I’ve written previously about my fears leading up to this, but today was it.
Due to a number of factors, including the challenges that have come about with breastfeeding, as well as some economic restraints, we’ve taken a member of the family up on an offer to watch him during the day while we’re at work. While this strikes our wallets much easier, it still has not made the emotional punch of separating him from mom any softer.
Yesterday was filled with that anxiety of what’s to come, every routine movement filled with so much more sentiment knowing a pivotal point is about to begin. From his bath to his evening feeding, everything was filled with a tinge of sadness, knowing that tomorrow and the days forward would be different.

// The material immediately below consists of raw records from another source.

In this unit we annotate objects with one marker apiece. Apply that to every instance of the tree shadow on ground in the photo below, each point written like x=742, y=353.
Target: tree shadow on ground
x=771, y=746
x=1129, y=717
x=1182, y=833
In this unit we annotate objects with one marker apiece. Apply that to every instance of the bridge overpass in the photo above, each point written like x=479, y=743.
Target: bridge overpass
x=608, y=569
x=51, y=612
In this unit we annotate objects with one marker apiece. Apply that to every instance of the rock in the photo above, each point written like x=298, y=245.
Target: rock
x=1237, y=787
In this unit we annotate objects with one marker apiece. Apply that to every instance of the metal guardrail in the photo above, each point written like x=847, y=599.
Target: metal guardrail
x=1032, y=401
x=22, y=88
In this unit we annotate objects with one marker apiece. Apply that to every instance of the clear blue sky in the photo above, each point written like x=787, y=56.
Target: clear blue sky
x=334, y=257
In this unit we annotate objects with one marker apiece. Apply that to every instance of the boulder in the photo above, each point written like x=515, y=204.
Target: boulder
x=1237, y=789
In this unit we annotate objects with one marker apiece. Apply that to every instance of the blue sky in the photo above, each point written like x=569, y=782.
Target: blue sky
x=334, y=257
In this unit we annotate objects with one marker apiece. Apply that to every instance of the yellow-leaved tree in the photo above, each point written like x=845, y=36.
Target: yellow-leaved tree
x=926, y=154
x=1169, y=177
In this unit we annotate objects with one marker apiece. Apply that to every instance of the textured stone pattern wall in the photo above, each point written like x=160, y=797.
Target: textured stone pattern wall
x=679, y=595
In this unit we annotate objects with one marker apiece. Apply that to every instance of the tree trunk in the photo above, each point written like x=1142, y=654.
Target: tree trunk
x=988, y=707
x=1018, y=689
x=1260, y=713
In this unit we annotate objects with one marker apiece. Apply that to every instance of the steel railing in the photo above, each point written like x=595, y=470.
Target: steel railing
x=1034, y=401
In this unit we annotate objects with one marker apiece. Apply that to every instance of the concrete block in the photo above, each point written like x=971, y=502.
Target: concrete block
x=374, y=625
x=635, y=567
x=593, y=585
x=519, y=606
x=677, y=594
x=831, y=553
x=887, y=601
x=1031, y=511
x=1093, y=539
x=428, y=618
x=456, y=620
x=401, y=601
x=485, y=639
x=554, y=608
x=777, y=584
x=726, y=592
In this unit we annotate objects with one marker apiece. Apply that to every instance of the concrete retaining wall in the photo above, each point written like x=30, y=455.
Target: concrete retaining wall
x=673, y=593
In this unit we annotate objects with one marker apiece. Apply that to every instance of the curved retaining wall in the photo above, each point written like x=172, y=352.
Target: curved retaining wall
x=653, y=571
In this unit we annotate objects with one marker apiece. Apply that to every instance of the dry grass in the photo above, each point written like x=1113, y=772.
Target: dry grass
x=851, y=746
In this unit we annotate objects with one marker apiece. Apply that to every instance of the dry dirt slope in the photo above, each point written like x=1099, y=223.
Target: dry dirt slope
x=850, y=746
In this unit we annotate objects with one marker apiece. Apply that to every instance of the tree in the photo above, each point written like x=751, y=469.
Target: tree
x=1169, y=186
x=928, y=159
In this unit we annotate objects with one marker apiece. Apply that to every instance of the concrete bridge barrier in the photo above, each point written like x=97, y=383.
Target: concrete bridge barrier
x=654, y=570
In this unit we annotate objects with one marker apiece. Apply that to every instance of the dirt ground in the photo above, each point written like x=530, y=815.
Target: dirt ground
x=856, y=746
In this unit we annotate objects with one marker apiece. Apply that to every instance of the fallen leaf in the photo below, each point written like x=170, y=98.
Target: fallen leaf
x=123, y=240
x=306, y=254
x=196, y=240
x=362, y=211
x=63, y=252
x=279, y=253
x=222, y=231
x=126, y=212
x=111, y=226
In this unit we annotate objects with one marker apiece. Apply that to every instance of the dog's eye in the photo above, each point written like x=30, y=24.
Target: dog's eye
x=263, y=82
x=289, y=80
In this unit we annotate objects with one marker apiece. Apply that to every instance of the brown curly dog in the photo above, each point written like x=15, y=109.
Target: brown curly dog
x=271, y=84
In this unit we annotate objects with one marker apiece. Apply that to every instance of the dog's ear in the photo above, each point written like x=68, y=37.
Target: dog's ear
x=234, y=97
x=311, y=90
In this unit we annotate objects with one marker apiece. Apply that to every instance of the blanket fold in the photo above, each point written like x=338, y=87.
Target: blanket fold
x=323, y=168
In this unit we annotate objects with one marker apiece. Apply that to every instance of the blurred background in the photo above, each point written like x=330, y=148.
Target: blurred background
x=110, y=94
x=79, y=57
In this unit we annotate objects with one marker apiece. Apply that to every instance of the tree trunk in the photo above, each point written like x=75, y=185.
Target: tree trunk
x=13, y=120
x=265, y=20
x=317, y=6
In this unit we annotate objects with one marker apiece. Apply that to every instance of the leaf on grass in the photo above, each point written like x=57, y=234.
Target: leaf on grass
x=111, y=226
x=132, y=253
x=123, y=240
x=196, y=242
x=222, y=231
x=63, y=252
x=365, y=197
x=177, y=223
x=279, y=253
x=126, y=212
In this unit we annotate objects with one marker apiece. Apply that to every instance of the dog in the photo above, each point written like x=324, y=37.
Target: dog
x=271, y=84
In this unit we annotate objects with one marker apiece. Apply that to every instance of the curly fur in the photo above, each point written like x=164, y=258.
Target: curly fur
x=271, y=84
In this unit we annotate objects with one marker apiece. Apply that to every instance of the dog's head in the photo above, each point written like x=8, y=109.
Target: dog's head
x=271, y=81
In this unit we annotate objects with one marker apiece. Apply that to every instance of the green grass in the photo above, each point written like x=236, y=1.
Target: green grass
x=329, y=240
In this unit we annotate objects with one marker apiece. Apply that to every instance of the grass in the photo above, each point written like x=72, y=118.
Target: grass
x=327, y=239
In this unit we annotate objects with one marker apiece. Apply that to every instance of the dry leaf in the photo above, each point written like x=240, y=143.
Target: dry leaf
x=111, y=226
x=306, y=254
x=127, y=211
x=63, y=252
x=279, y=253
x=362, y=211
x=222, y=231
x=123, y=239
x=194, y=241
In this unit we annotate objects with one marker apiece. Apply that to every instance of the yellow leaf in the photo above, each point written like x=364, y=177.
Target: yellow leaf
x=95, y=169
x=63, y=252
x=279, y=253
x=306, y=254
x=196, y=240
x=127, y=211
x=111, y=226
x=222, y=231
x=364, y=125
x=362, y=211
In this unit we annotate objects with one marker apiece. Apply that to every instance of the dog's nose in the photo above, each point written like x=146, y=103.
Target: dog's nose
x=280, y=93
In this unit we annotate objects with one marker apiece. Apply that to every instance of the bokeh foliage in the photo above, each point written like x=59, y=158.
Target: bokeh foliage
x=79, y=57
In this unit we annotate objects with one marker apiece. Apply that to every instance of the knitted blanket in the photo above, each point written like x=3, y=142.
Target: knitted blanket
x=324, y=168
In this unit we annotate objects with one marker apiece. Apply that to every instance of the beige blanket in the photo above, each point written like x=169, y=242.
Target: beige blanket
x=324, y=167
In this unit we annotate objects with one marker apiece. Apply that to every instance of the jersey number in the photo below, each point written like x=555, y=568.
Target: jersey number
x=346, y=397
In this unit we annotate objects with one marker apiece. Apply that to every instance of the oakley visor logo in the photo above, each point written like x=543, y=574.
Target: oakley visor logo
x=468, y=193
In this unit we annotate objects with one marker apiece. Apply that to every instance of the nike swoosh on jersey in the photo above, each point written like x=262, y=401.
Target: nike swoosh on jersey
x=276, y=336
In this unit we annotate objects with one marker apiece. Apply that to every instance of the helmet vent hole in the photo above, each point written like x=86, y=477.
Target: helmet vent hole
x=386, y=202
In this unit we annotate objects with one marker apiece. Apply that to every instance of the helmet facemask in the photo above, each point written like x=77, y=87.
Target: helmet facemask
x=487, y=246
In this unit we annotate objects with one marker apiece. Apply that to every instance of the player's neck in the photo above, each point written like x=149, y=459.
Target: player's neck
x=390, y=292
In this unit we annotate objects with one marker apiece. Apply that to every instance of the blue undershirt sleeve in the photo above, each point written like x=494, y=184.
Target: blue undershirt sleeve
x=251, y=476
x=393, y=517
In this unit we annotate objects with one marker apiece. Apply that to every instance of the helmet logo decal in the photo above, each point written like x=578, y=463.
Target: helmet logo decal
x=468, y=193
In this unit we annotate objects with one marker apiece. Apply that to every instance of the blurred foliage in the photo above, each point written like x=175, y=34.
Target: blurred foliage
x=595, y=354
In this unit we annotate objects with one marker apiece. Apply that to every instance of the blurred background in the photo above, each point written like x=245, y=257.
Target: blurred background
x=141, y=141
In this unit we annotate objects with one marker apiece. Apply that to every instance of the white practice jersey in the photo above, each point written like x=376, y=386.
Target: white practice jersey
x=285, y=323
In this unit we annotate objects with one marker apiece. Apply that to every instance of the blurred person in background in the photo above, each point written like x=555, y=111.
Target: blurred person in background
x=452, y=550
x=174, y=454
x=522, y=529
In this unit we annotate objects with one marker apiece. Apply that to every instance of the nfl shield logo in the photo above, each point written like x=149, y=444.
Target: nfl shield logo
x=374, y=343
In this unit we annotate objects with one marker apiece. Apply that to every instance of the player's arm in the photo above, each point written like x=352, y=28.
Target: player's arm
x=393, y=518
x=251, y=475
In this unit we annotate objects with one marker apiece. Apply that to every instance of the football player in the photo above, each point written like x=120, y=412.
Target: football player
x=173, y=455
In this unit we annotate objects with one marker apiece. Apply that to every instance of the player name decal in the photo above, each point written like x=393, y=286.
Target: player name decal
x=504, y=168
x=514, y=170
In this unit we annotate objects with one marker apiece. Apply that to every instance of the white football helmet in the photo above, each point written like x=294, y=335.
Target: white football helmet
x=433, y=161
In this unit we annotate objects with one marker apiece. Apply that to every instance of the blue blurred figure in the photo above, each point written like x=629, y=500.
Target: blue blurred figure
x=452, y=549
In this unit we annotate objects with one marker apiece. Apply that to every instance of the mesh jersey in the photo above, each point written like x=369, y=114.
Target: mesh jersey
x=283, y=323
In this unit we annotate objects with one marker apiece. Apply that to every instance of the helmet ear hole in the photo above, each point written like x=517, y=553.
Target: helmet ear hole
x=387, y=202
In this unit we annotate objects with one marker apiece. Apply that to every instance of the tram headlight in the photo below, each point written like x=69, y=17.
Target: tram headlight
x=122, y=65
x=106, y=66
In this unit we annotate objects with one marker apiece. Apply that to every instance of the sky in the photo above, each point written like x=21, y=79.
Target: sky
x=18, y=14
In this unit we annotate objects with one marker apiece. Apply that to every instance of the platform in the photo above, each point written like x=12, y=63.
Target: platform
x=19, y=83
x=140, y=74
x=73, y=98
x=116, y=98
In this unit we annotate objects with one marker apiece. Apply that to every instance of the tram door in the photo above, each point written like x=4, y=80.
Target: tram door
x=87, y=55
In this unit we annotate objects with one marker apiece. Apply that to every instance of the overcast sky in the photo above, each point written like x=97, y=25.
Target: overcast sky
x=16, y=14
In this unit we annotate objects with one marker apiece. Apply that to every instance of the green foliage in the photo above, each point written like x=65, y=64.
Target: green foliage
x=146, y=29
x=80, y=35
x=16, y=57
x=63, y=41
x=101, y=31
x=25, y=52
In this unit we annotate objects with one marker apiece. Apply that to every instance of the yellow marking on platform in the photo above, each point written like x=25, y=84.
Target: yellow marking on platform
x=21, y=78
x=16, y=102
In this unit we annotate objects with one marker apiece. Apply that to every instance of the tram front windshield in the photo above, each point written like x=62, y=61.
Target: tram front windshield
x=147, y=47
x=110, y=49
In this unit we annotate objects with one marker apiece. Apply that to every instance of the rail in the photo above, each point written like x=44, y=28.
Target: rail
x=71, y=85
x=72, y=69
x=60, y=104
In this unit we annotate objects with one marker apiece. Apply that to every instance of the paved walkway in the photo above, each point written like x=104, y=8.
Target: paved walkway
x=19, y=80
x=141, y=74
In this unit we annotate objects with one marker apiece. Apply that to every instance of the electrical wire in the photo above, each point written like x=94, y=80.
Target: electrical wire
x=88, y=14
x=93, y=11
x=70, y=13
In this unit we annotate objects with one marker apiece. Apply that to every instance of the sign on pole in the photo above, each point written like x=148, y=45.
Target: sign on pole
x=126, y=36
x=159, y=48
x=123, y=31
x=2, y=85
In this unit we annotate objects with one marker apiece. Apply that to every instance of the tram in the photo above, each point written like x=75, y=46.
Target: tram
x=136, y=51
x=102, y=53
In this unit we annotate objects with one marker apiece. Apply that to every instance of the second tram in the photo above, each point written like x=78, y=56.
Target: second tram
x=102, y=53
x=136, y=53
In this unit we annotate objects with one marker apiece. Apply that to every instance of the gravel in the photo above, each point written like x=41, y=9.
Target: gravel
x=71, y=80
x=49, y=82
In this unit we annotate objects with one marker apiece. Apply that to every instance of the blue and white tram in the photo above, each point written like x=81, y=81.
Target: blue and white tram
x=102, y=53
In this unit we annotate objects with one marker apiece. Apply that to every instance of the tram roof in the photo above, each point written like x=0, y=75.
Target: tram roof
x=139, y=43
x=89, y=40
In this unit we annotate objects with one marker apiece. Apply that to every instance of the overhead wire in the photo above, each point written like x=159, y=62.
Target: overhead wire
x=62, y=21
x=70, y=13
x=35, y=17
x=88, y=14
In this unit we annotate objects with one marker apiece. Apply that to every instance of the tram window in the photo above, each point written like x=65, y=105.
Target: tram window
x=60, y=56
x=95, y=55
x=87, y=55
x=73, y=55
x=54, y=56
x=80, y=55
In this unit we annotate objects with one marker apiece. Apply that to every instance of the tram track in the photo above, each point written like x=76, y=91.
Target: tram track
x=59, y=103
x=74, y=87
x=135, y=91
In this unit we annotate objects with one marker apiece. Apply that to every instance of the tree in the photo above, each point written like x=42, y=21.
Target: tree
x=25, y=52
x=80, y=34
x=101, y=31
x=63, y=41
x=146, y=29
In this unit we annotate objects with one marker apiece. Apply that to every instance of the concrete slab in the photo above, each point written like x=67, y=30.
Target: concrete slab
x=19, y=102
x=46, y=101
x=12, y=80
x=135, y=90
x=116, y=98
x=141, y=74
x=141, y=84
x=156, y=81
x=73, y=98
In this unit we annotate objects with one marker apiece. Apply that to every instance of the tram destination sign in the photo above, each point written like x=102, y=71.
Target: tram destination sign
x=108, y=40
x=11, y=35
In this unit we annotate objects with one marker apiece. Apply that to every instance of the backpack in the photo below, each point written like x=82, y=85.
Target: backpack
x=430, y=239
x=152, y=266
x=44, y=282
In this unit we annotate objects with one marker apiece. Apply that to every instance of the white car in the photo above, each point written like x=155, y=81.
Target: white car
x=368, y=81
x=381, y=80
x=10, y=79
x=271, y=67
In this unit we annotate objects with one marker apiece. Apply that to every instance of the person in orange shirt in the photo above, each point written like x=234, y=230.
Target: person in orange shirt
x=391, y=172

This morning, our new routine began, waking several hours earlier, getting ready, and most Earth-rocking, getting him ready. As we fitted him into his carrier for a trip in the car, it was hard not to fight back the tears that followed. He is our baby, our little man, who has spent these past seven weeks with his mommy at every moment.
We would love more than anything for my wife to be able to stay home with the kids, but financially, it is just not possible. We’ve tried every equation to find some way to make it feasible and the numbers just never add up. The front door closed as I carried him down the steps, my wife’s tear-filled face behind it.
It was the hardest thing emotionally I’ve ever had to do. I can’t imagine what it feels like the first time a parent puts their kid on the bus for school.